# Im BorderLayout eine feste Grösse zuweisen!



## florianlez (22. Nov 2010)

Hallo Zusammen,

wie kann ich im BorderLayout eine feste Grösse zB. für den Button "pageStart" zuweisen bzw. geht das überhaupt im BorderLayout?
Ich habe bisher alle nur erdenklichen Varianten ausprobiert, kann aber nicht kompilieren.

Dieser code lässt sich kompilieren, aber die Grösse änder sich nicht wenn ich zb.:
pageStart.setSize(150,150);
hinzufüge.
Kann mir jemand auf die Sprünge helfen wo mein Denkfehler liegt..?

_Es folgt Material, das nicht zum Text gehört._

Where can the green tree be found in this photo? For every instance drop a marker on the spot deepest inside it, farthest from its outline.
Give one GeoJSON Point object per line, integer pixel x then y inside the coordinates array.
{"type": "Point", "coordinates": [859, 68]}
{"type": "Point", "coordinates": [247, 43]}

Hier einrelevanter  Auszug des Codes:

(...)

JButton pageStart = new JButton("OBEN");
JButton pageEnd = new JButton("UNTEN");
JButton center = new JButton("MITTE");
JButton lineStart = new JButton("LINKS");
JButton lineEnd = new JButton("RECHTS");



frame.getContentPane().add(pageStart, BorderLayout.PAGE_START);
frame.getContentPane().add(center, BorderLayout.CENTER);
frame.getContentPane().add(pageEnd, BorderLayout.PAGE_END);
frame.getContentPane().add(lineStart, BorderLayout.LINE_START);
frame.getContentPane().add(lineEnd, BorderLayout.LINE_END);

//mein Versuch die Grösse festzulegen//
pageStart.setSize(150,150);

frame.pack();
frame.setVisible(true);

(...)


----------



## eRaaaa (22. Nov 2010)

Probiere [c]pageStart.setPreferredSize(new Dimension(150,150));[/c]


----------



## L-ectron-X (22. Nov 2010)

florianlez hat gesagt.:


> geht das überhaupt im BorderLayout?


Im NORTH- und SOUTH-Bereich nur hinsichtlich der Höhe,
im WEST- und EAST-Bereich nur hinsichtlich der Breite.
im CENTER-Bereich gar nicht.

Vergleiche die programmierte Größe mit der angezeigten.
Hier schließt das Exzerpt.